In order to determine the thermal power P_Q , we integrate the heat transport equation over the volume V. The integral over the volume is the product of an integral over the crosssection area A times an integral over the length L of the thermoelectric material,
\int_{S}{j_Q} .dS \int_{0}^{L}{dr} .\hat{x} = \kappa \int_{0}^{L}{dr} .(-\nabla T ) \int_{S}{dS} .\hat{x} +T^+ \varepsilon \int_{S}{j_q}.dS \int_{0}^{L}{dr}.\hat{x}
where \hat{x} is a unit vector in the direction of the current densities j_Q and j_q, and the infinitesimal length and surface vectors dr and dS are oriented in the same direction. The thermal power P_Q and the electric current I are defined as,
P_Q = \int_{S}{j_Q} .dS
I= \int_{S}{j_q} .dS
ΔT =\int_{0}^{L}{dr} .(-\nabla T )
The cross-section surface area A and the length L can be written as,
A = \int_{S}{dS} .\hat{x}
L = \int_{0}^{L}{dr}.\hat{x}
Thus, the thermal power P_Q is written as,
P_Q = κ \frac{A}{L} ΔT + T^+ ε I
Similarly, in order to determine the electric power P_q , we deduce ∇\varphi from the electric charge transport equation and integrate the scalar product between −∇\varphi and the electric current density j_q over the volume V of the thermoelectric material,
\int_{V}{j_q} .(-\nabla \varphi )dV = -\varepsilon \int_{S}{j_q} .dS \int_{0}^{L}{dr} . (-\nabla T ) +\frac{1}{\sigma } \int_{S}{j_q} .dS \int_{0}^{L}{j_q} .dr
The electric power P_q is defined as,
P_q = \int_{V}{j_q} .(-\nabla \varphi )dV
and
I \frac{L}{A} = \int_{0}^{L}{j_q} .dr
Thus, the electric power P_q is written as,
P_q = −ε I ΔT + \frac{I^2}{σ} \frac{L}{A}
Hence, the efficiency η of the thermoelectric material is given by,
\eta = -\frac{P_q}{P_Q} = \frac{\varepsilon I \Delta T-\frac{I^2}{\sigma }\frac{L}{A} }{\kappa \frac{A}{L} \Delta T+ T^+ \varepsilon I}
which can be recast as,
\eta = \frac{\Delta T}{T^+}\Biggl(\frac{\varepsilon -\frac{I}{\sigma }\frac{L}{A} \frac{1}{\Delta T} }{\varepsilon +\frac{\kappa }{I} \frac{A}{L} \frac{\Delta T}{T^+} }\Biggr)

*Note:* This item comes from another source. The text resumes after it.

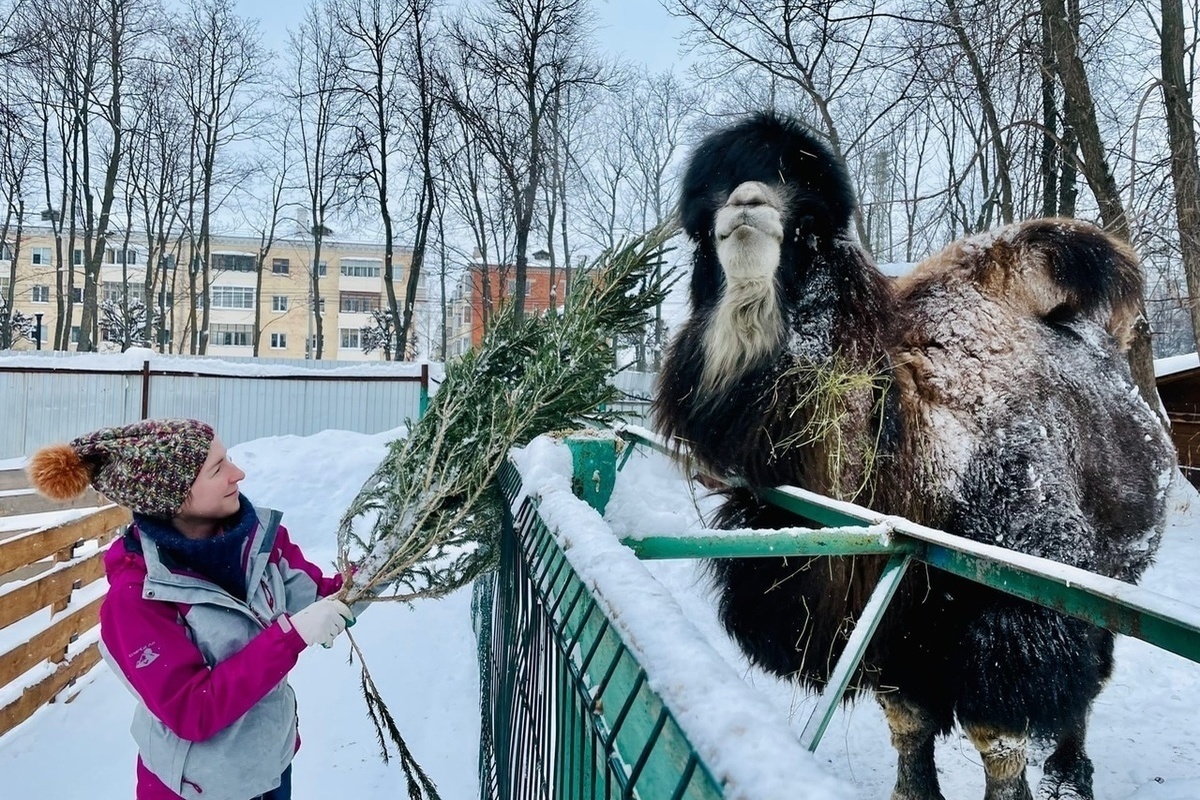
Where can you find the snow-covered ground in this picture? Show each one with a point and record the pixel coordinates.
(1145, 733)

Using the dimensionless ratio,
r = \frac{I}{\kappa } \frac{L}{A} \frac{1}{\Delta T}
the efficiency η becomes,
\eta = \frac{\Delta T}{T^+}\Biggl(\frac{\varepsilon -\frac{\kappa }{\sigma }r }{\varepsilon +\frac{1}{r} \frac{1}{T^+} }\Biggr) = \eta = \frac{\Delta T}{T^+}\Biggl(\frac{r\Bigl(\varepsilon -\frac{\kappa }{\sigma }r\Bigr) }{r \varepsilon + \frac{1}{T^+} }\Biggr)
Using the relation ΔT = T^+ − T^− in the limit r ε \ll 1/T^+ , the efficiency η is reduced to,
\eta = \Bigl(1-\frac{T^-}{T^+}\Bigr) T^+r \Bigl(\varepsilon -\frac{\kappa }{\sigma }r\Bigr)
To find the optimum efficiency ratio r, we have to optimise the efficiency η with respect to the ratio r,
\frac{dη}{dr} = \Bigl(1-\frac{T^-}{T^+}\Bigr) T^+\Bigl(\varepsilon -\frac{2\kappa }{\sigma }r\Bigr) = 0
which implies that the optimal ratio is,
r =\frac{σ ε}{2 κ}
Thus, the optimal efficiency of the thermoelectric material is,
\eta = \Bigl(1-\frac{T^-}{T^+}\Bigr) \frac{\sigma \varepsilon ^2}{4\kappa } T^+
which is a quarter of the product of the Carnot efficiency and the ‘ZT coefficient’ σ ε²/κ T^+ . In the limit where the thermoelectric effect is much smaller than the thermal power,
I \frac{ε}{κ} \frac{L}{A} \frac{T^+}{ΔT} \ll 1
where according to Ohm’s law and the Seebeck effect, the order ofmagnitude of the electric current I is given by,
I= \frac{ε ΔT}{R} = ε σ ΔT \frac{L}{A}
Thus, the condition is recast as,
\frac{σ ε^2}{κ} T^+ \ll 1 .